In this case, the models are given part of the text from the training data and asked to predict the next word. This appears to work decently well on the pre-2023 internet as it brought us ChatGPT and friends.

This paper is claiming that when you train LLMs on output from other LLMs, it produces garbage. The problem is that the evaluation of the quality of the guess is based on the training data, not some external, intelligent judge.

andallthat@lemmy.world · 8 个月前

ah I get what you’re saying., thanks! “Good” means that what the machine outputs should be statistically similar (based on comparing billions of parameters) to the provided training data, so if the training data gradually gains more examples of e.g. noses being attached to the wrong side of the head, the model also grows more likely to generate similar output.

TheHarpyEagle@lemmy.world · edit-2 8 个月前

Part of the problem is that we have relatively little insight into or control over what the machine has actually “learned”. Once it has learned itself into a dead end with bad data, you can’t correct it, only work around it. Your only real shot at a better model is to start over.

When the first models were created, we had a whole internet of “pure” training data made by humans and developers could basically blindly firehose all that content into a model. Additional tuning could be done by seeing what responses humans tended to reject or accept, and what language they used to refine their results. The latter still works, and better heuristics (the criteria that grades the quality of AI output) can be developed, but with how much AI content is out there, they will never have a better training set than what they started with. The whole of the internet now contains the result of every dead end AI has worked itself into with no way to determine what is AI generated on a large scale.

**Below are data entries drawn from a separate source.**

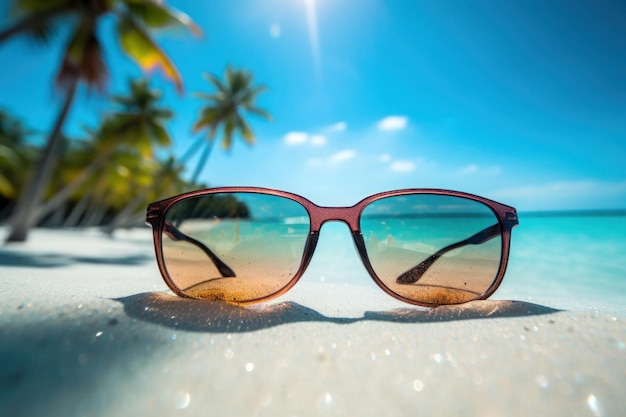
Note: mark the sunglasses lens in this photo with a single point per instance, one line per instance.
(433, 249)
(234, 246)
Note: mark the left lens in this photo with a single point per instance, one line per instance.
(234, 246)
(433, 249)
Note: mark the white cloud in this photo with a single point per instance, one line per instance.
(318, 140)
(391, 123)
(302, 138)
(402, 166)
(566, 195)
(342, 156)
(337, 127)
(296, 138)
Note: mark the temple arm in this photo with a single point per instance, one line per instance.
(414, 274)
(173, 233)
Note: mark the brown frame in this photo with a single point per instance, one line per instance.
(506, 215)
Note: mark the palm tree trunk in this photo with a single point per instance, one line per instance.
(30, 198)
(202, 162)
(66, 192)
(73, 219)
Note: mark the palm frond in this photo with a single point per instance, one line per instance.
(138, 44)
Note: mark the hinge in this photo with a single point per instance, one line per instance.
(153, 214)
(510, 217)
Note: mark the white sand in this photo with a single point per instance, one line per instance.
(87, 327)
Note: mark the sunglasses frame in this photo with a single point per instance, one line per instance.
(506, 215)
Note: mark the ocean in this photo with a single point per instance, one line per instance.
(566, 260)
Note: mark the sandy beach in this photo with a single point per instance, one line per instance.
(88, 328)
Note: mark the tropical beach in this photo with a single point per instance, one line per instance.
(107, 107)
(89, 328)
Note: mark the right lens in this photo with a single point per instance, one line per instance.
(234, 246)
(431, 248)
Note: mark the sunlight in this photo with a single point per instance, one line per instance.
(311, 17)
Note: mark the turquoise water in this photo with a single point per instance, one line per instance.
(565, 261)
(571, 258)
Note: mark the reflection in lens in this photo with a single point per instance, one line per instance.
(234, 247)
(433, 249)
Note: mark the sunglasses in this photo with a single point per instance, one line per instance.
(245, 245)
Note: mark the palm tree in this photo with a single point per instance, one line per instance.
(139, 124)
(234, 96)
(14, 154)
(83, 61)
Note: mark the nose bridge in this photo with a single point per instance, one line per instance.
(348, 215)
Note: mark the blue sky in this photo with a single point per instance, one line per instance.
(520, 101)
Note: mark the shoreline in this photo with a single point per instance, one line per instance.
(95, 332)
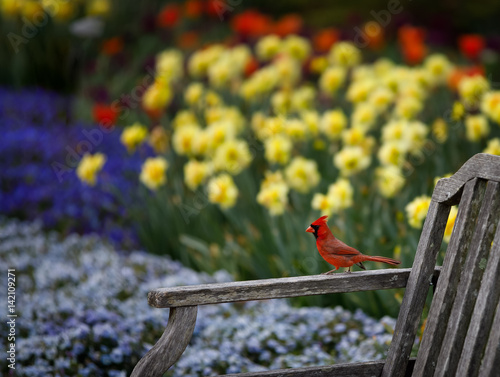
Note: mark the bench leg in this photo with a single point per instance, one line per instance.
(171, 345)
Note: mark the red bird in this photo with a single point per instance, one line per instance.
(338, 253)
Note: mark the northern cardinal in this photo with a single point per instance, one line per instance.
(338, 253)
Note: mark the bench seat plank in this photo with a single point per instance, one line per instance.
(279, 288)
(366, 369)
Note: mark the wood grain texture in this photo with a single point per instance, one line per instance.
(446, 289)
(279, 288)
(491, 360)
(481, 165)
(366, 369)
(170, 346)
(469, 284)
(482, 317)
(416, 290)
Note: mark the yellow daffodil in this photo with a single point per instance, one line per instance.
(153, 172)
(345, 54)
(273, 193)
(133, 136)
(222, 191)
(416, 211)
(476, 127)
(268, 47)
(278, 149)
(450, 224)
(89, 166)
(302, 174)
(493, 146)
(196, 172)
(390, 180)
(332, 124)
(232, 156)
(351, 160)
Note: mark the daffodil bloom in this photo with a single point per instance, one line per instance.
(159, 140)
(490, 105)
(439, 68)
(358, 91)
(183, 139)
(184, 117)
(332, 79)
(196, 172)
(296, 129)
(302, 174)
(440, 130)
(416, 211)
(222, 191)
(297, 47)
(133, 136)
(476, 127)
(341, 193)
(194, 93)
(364, 115)
(345, 54)
(89, 166)
(393, 153)
(381, 98)
(324, 203)
(471, 89)
(390, 180)
(450, 223)
(311, 120)
(493, 147)
(332, 124)
(169, 65)
(278, 149)
(232, 156)
(351, 160)
(273, 193)
(408, 107)
(268, 47)
(153, 172)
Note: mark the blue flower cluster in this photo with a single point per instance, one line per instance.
(83, 312)
(40, 149)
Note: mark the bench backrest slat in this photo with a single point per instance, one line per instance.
(470, 281)
(482, 317)
(439, 313)
(278, 288)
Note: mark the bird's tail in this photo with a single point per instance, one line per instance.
(383, 260)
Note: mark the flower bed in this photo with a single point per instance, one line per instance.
(83, 312)
(41, 148)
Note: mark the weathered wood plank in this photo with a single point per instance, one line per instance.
(278, 288)
(416, 290)
(481, 165)
(491, 359)
(366, 369)
(468, 287)
(446, 289)
(170, 346)
(482, 317)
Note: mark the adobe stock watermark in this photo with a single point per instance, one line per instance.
(31, 28)
(93, 137)
(381, 19)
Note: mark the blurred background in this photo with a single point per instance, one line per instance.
(213, 132)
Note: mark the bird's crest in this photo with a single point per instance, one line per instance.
(321, 220)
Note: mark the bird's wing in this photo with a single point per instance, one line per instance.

Sir_Kevin@lemmy.dbzer0.com · 8 个月前

It takes a massive number of intelligent humans that expect to be paid fairly to train the models. Most companies jumping on the AI bandwagon are doing it for quick profits and are dropping the ball on that part.

maniclucky@lemmy.world · 8 个月前

deleted by creator

Fleur__@lemmy.world · 8 个月前

And screenshotting a jpeg over and over again reduces the quality?

m3t00🌎@lemmy.world · 8 个月前

interesting refinement of the old GIGO effect.

RIPandTERROR@sh.itjust.works · 8 个月前

Deadpool spoilers

takeda@lemmy.world · 8 个月前

I find it surprising that anyone is surprised by it. This was my initial reaction when I learned about it.

I thought that since they know the subject better than myself they must have figured this one out, and I simply don’t understand it, but if you have a model that can create something, because it needs to be trained, you can’t just use itself to train it. It is similar to not being able to generate truly random numbers algorithmically without some external input.

aes@programming.dev · 8 个月前

Sounds reasonable, but a lot of recent advances come from being able to let the machine train against itself, or a twin / opponent without human involvement.

As an example of just running the thing itself, consider a neural network given the objective of re-creating its input with a narrow layer in the middle. This forces a narrower description (eg age/sex/race/facing left or right/whatever) of the feature space.

Another is GAN, where you run fake vs spot-the-fake until it gets good.